Sekitar 80 persen warga Yahudi Israel yang tinggal di luar negeri mengaku tidak mau kembali ke Israel usai perang Gaza. Hal itu diungkap Aljazeera English dalam program Inside Story, peringatan satu tahun genosida Israel di Jalur Gaza.
Perdana Menteri Benjamin Netanyahu berkeras, perang akan menghancurkan Hamas yang mengancam keamanan warga Israel. Tetapi banyak warga Israel memilih angkat kaki.
Bahkan, dua bulan pertama perang Gaza dimulai, sudah hampir 500 ribu warga Israel memilih pergi meninggalkan negara mereka.
Jurnalis Aljazeera, Sami Zaidan mengatakan, pejabat Israel menyaksikan kepergian warga dengan skala yang belum pernah terjadi selama puluhan tahun.
Pemerintah Israel yang sadar akan hal ini, menawarkan insentif untuk menarik para imigran baru. Tawaran ini bahkan ditujukan kepada ribuan warga dari benua Afrika, dengan syarat mereka harus berperang untuk Israel di Gaza.
Aljazeera menghadirkan tiga panelis Yahudi dari dalam dan luar Israel. Avshalom Elitzur seorang filosof dari Israel, Eva Borgwardt aktivis dari Amerika Serikat, dan Daniel Levy mantan penasihat pemerintah Israel yang tinggal di Inggris.
Ketiga panelis sepakat bahwa penjajahan dan penerapan sistem apartid terhadap warga Palestina selama puluhan tahun, yang membawa Israel kepada krisis ini.
Avshalom mengatakan, yang terjadi saat ini adalah buah dari benih-benih beracun dari ketidakadilan terhadap bangsa Palestina. Dia menambahkan, buah ini menjadi matang di masa Israel dipimpin oleh sosok terburuk, Benjamin Netanyahu.
Tapi, walau mengaku menyesali korban sipil Gaza dan membenci Netanyahu, Avshalom “memaklumi” perang balas dendam yang dilancarkan Netanyahu ke Gaza.
Kata dia, pada 7 Oktober 2023 para pejuang dan warga Gaza tersenyum melihat pertahanan Israel porak-poranda. “Kita melihat wajah-wajah yang tersenyum pada hari itu. Maka pemerintah Israel ingin menghapus senyum itu,” kilah Avhsalom.
Runtuhnya ide Zionisme
Berbeda dengan Avshalom, Eva Borgwardt menilai ramainya warga meninggalkan Israel adalah keruntuhan dari hal-hal yang diajarkan soal negara Zionis Israel selama ini.
Contohnya, kata Eva, umat Yahudi ditanamkan bahwa Israel memiliki tentara yang paling bermoral di seluruh dunia.
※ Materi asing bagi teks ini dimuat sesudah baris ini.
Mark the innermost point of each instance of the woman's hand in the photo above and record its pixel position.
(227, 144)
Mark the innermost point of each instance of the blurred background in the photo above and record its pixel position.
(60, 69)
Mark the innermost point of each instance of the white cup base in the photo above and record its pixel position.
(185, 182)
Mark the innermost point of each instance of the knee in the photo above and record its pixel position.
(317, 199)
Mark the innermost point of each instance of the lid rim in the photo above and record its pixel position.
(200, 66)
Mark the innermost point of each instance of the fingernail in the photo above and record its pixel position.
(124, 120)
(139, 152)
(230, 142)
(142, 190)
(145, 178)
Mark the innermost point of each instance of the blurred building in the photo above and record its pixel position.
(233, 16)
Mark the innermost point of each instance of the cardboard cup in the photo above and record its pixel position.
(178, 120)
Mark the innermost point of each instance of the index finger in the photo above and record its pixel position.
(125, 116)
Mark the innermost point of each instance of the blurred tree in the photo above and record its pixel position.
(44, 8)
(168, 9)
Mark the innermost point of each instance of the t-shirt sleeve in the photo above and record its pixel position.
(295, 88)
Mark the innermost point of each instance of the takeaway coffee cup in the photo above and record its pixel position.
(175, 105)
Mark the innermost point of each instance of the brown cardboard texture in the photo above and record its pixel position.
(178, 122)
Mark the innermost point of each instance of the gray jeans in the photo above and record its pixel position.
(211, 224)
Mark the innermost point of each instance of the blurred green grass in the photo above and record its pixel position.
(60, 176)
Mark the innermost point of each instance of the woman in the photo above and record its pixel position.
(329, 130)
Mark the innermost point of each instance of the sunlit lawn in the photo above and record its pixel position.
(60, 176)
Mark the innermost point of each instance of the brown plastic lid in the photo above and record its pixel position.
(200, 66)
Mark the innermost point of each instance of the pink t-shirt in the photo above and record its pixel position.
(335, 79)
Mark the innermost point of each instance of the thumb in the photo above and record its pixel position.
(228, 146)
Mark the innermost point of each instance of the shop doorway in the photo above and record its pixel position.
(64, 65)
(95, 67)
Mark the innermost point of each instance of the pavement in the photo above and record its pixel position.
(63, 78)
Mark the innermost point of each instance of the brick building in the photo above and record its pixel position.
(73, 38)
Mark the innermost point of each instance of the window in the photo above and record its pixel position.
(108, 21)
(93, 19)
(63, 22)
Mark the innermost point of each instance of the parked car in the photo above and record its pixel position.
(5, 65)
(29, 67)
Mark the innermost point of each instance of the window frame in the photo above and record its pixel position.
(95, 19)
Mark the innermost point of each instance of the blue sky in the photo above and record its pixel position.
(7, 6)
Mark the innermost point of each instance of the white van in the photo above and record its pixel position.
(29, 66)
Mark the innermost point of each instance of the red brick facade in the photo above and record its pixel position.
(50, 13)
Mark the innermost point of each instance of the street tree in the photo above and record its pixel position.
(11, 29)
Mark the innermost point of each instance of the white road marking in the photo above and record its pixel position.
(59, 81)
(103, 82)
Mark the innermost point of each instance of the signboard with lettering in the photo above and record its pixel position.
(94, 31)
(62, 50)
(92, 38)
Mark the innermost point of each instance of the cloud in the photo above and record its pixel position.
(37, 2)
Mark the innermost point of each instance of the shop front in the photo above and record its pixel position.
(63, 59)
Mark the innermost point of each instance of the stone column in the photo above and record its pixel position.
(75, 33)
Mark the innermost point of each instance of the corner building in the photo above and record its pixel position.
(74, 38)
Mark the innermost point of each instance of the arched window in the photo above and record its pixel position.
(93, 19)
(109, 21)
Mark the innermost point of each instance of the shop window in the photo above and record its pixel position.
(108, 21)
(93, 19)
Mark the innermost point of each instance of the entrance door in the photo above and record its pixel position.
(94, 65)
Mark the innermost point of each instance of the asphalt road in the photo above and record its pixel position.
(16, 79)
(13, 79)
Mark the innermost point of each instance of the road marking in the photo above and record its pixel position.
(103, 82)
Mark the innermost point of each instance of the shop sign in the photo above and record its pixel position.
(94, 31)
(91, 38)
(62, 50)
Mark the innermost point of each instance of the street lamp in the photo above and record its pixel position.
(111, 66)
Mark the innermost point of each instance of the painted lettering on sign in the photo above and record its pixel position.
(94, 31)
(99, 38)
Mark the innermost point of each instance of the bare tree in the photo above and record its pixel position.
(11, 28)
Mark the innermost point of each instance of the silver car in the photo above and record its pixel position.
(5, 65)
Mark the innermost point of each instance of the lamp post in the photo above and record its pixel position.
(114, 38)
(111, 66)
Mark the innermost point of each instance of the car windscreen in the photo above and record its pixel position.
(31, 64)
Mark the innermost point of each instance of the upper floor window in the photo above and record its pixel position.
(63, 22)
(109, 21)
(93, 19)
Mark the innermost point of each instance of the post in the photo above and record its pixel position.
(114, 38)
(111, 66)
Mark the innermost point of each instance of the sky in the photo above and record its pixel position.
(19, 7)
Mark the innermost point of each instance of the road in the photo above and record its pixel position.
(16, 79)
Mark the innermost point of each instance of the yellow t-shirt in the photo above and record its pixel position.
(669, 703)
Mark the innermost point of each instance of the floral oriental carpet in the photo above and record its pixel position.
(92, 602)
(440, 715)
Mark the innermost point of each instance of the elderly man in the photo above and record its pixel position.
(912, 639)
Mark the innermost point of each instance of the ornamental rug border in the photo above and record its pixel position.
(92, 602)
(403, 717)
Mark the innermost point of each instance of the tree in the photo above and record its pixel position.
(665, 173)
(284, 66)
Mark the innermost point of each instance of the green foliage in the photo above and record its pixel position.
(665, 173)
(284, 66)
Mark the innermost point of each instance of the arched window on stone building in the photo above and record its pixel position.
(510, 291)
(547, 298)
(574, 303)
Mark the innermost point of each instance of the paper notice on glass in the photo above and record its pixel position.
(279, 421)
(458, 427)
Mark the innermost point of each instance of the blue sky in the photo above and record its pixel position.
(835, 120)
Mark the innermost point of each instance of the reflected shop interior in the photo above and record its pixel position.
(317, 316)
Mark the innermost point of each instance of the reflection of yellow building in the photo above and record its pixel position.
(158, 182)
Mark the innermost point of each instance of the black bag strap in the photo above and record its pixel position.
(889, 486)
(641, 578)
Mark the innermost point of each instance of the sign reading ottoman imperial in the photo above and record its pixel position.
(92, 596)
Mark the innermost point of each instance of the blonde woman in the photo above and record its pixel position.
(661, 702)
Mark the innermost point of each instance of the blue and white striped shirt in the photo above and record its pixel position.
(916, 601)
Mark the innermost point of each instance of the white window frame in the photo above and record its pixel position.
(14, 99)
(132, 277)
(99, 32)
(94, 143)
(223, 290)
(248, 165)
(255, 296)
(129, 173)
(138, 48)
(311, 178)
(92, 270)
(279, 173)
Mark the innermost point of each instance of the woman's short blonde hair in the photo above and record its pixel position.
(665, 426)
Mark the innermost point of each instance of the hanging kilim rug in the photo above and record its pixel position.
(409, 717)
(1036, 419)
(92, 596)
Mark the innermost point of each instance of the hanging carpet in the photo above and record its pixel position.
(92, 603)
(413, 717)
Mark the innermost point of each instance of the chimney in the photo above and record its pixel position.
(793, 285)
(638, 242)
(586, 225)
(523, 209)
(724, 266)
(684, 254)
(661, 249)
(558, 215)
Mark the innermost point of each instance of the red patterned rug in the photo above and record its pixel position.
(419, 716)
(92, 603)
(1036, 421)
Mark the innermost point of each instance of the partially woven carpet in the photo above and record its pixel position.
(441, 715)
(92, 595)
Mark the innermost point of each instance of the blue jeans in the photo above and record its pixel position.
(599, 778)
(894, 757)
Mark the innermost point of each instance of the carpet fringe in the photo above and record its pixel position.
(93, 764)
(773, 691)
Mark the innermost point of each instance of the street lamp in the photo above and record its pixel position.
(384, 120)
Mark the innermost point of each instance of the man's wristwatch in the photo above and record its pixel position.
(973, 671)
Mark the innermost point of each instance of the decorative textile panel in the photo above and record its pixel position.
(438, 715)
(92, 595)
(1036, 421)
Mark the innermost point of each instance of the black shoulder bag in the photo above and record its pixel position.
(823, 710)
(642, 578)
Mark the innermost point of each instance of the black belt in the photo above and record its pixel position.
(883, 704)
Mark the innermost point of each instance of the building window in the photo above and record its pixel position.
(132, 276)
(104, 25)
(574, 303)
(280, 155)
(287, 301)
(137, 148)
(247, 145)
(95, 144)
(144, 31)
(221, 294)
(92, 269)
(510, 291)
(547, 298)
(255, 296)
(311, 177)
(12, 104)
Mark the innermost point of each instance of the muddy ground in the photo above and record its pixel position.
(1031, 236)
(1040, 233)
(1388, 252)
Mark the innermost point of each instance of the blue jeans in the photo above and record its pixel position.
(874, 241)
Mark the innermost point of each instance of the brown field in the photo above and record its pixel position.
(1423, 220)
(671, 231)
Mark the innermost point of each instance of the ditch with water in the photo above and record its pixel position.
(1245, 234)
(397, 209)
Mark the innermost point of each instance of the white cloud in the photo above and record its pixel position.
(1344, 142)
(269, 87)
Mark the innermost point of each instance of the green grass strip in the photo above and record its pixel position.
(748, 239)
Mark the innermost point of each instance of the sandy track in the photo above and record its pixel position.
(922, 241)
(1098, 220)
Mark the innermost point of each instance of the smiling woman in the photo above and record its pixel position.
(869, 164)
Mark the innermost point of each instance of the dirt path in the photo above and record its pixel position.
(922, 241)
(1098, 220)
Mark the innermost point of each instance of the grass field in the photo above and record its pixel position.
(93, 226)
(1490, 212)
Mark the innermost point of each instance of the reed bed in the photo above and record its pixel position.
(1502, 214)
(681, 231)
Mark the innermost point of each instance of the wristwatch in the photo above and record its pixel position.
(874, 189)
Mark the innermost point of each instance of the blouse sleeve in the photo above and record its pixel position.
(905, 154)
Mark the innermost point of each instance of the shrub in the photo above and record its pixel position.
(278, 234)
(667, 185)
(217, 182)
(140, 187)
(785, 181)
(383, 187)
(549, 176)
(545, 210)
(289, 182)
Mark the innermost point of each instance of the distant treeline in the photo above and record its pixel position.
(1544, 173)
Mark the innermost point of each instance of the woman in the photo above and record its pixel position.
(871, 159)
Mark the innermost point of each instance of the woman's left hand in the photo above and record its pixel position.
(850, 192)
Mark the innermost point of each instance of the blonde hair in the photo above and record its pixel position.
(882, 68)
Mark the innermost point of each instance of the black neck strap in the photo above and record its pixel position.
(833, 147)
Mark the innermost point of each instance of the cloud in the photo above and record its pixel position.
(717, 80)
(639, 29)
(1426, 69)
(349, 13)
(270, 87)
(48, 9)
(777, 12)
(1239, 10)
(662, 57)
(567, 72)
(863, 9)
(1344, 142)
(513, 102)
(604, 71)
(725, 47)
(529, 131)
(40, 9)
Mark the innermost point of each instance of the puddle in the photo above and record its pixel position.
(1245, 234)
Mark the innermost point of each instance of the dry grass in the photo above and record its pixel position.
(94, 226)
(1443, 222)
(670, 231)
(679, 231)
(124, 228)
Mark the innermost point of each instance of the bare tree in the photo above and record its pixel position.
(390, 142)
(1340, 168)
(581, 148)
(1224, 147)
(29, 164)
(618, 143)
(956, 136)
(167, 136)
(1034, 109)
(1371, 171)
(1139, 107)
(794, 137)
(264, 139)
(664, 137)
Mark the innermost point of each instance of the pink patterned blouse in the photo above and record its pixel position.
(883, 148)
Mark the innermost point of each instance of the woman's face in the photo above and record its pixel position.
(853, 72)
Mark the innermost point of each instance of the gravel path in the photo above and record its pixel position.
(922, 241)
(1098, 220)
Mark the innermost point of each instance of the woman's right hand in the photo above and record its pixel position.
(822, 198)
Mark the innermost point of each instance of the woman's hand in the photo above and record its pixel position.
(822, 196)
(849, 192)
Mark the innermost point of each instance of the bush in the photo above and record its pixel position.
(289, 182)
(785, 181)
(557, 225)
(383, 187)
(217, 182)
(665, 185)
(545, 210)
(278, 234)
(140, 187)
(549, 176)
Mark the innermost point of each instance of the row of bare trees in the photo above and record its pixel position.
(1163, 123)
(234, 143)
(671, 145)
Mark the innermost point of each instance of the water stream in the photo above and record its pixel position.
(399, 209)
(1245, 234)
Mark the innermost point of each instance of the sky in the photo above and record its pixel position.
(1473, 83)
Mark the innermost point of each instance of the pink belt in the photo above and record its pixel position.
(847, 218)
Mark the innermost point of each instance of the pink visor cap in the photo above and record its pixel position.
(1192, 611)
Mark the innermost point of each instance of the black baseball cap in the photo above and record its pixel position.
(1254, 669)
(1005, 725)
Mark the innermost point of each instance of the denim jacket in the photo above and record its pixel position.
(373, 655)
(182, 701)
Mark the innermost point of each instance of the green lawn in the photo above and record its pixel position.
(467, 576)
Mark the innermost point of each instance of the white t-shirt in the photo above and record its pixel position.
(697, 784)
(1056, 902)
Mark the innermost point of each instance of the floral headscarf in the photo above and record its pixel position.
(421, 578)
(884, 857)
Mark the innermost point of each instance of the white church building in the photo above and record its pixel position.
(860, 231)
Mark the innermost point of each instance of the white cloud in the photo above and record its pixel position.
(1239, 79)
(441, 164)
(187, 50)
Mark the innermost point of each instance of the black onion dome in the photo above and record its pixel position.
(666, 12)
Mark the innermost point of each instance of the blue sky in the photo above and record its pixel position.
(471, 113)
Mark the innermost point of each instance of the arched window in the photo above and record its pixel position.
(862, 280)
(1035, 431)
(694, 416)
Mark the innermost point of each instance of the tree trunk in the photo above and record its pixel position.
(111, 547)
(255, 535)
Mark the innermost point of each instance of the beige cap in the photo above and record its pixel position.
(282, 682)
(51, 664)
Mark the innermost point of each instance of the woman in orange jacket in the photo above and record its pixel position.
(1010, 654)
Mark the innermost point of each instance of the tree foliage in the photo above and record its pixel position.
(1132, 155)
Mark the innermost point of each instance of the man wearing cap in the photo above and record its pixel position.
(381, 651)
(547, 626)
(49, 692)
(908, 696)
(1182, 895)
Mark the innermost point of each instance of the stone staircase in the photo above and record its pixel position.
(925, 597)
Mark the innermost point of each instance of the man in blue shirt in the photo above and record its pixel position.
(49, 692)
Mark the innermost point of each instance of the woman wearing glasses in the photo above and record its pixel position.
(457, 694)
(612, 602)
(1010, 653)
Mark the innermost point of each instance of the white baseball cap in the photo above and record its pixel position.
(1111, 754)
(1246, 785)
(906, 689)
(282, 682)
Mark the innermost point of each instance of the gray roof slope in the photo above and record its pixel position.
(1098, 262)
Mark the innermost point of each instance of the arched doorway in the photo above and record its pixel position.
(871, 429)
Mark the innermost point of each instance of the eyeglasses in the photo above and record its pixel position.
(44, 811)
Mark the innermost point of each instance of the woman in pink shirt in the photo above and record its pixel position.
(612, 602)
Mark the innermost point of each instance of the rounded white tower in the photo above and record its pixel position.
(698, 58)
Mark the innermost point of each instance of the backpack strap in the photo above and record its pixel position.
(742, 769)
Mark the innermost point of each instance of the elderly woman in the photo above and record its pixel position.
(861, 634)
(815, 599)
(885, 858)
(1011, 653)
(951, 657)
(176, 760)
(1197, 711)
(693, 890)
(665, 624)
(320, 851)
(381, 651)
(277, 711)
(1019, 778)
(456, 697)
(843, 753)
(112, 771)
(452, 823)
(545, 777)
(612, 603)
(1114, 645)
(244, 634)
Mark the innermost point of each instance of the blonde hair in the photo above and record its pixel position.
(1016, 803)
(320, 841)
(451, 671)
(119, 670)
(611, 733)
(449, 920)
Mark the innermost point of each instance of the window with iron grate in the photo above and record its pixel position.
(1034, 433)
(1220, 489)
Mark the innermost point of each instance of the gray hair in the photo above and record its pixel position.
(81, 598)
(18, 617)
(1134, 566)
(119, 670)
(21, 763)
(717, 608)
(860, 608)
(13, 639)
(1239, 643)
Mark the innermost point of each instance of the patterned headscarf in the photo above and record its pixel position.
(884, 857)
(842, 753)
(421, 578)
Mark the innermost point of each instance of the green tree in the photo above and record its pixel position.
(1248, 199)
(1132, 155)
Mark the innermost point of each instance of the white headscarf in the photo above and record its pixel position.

Tetapi katanya, yang kita lihat adalah tentara Israel membunuh warga sipil, terutama wanita dan anak-anak di Gaza.
Kata Eva, dia melihat dari berita, seorang anak Palestina membawa sisa-sisa jenazah saudaranya dalam karung.
“Dan tentara Israel merekam aksi kejahatan mereka di Tiktok secara live,” kata Eva.
Sebagai Yahudi yang tinggal di AS, Eva menilai dukungan pemerintah AS kepada Israel untuk melakukan genosida malah membahayakan para sandera Israel di Gaza.
“Hal itu bukan hanya mengerikan, tetapi juga membawa umat Yahudi ke dalam bahaya yang lebih parah,” kata Eva.
Avshalom mengakui, banyak orang-orang Yahudi – termasuk kalangan profesional – yang meninggalkan Israel. Tetapi dia meyakini krisis itu hanya berlangsung sementara. Katanya negaranya bisa mengatasi krisis itu.
Mantan penasihat pemerintah Israel, Daniel Levy citra Israel sebagai negara yang stabil dan tempat ideal bagi umat Yahudi sudah berubah. Kata dia, “Israel kini menjadi tempat paling berbahaya bagi Yahudi”.
Kata Levy, bahwa Israel telah menjadi tempat yang tidak aman bagi Yahudi sudah tersiar ke seluruh Yahudi di dunia.